Wednesday, January 1, 2014
In his short fantasy novel, “The Great Divorce” C.S. Lewis follows a man who is given the opportunity to travel to a fictitious “Heaven.” This “Heaven” includes both the saved (the “Solid People”) as well as the unsaved (“Ghosts,” who are residents of “the town” or Hell). In this fictional novel, even who are not saved are given the opportunity to visit this Heaven. Lewis, of course, tells his readers not to think that this conception of Heaven is in any way theologically-sound. The novel does provide us, however, with a great glimpse into a very basic (but often overlooked) aspect of our Christian lives-that is, how seemingly small decisions made every day will ultimately impact who we become, not only in this life but in eternity. In other words, every day decisions will ultimately impact our desires, our personality, and who it is that we become, in Christ. During one interaction between the main character and a member of the Solid People, we are told, “Not only this valley but all their earthly past will have been Heaven to those who are saved.
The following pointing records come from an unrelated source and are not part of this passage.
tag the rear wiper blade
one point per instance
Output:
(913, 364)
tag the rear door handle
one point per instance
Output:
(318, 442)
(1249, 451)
Not only the twilight in that town, but all their life on Earth too, will then be seen by the damned to have been Hell. That is what mortals misunderstand. They say of some temporal suffering ,”No future bliss can make up for it,” not knowing that Heaven, once attained, will work backwards and turn even that agony into a glory. And of some sinful pleasure they say, “Let me have but this and I’ll take the consequences”: little dreaming how damnation will spread back and back into their past and contaminate the pleasure of the sin. Both processes begin even before death. The good man’s past begins to change so that his forgiven sins and remembered sorrows take on the qualify of Heaven; the bad man’s past already conforms to his badness and is filled only with dreariness.” C.S. Lewis, Great Divorce, Page 69. As we grieve the death of our child, will we renew ourselves, day after day, in the promises of Hope found in scripture so that, by reason of years of practice, it becomes second nature to us? Are we taking the necessary (seemingly insignificant) mundane steps to steep ourselves in the encouragement of fellow believers? As Lewis notes, the consequences of these daily decisions have eternal consequences.